The Joyful Art of Hosting

dinner party
You do not have to be a great cook to throw a dinner party.

I consider myself a very amateur chef, but entertaining is one of my greatest passions. I was exposed at a very young age, to the joy and excitement that entertaining brings. I remember watching my Grandmother and Mother throw parties, gathering both friends and strangers around the table. There was always something so magical about watching people create community and culture around a plate of food.

That’s why I consider dinner parties to be the most unassuming, joyful, fulfilling, and profoundly intimate reasons to gather.
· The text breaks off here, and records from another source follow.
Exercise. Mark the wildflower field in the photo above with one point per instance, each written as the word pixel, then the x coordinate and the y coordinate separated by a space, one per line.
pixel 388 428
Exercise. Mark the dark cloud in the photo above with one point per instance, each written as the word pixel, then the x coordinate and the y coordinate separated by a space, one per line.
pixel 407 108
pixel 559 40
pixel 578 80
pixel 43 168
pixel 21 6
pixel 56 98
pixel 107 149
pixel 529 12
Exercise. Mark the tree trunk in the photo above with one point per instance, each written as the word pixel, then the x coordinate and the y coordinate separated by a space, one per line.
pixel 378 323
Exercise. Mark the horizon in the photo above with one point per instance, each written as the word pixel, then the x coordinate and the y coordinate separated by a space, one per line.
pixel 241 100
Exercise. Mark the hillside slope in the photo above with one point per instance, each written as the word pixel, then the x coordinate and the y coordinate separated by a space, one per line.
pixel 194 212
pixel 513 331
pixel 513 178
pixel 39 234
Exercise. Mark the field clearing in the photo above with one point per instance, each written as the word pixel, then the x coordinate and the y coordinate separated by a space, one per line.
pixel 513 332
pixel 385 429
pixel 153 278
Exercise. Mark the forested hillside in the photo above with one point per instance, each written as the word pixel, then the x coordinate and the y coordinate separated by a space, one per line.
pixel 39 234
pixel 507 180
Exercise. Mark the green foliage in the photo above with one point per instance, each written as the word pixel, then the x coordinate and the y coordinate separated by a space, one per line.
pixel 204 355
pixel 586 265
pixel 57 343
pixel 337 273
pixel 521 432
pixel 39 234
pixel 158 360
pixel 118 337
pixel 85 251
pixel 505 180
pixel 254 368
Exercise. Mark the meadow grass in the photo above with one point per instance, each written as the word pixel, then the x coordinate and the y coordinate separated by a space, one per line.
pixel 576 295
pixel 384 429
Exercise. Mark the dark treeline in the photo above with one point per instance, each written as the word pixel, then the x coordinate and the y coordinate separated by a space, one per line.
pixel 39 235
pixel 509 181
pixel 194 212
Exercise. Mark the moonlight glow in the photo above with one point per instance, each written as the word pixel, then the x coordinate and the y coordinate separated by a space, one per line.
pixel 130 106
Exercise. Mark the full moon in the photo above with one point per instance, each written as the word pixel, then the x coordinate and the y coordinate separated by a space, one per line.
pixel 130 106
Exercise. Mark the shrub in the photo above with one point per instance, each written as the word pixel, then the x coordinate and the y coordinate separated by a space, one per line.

There’s no need to be fancy and pull out the china. In fact, some of my favorite dinner parties have been unplanned or casual.

And I have thrown my fair share of dinner parties — from just a few friends in my home, to touring with Outstanding in the Field and feeding 200 of our closest friends. Again, I’m no master chef, but I definitely know a thing or two about hosting.

The idea of hosting can be overwhelming, but if you start small, I guarantee that you will be inspired and feel well equipped to start cooking for friends!

Most importantly —

YOU DO NOT HAVE TO BE A GREAT COOK to throw a dinner party.

You simply need to prep.

Preparing for your dinner party is the most important thing you can do to minimize stress and enjoy the party. After all, you aren’t truly a host or hostess if you’re stuck in the kitchen stressing about the food. ;)

So, let’s get started —

Simple Steps for dining al fresco:

  1. Set a date. Depending on the size and formality of your envisioned dinner party, a week is plenty notice for an invitation, and ample time for stress-free prep.
    Things to consider: How much time you need to prep, your social calendar & your friends & RSVP time

  2. Invite your friends, family or strangers (can’t have a party without people!)
    Snail mail, email, evite, phone call, text, tweet, dm, snap, in person… you get the idea.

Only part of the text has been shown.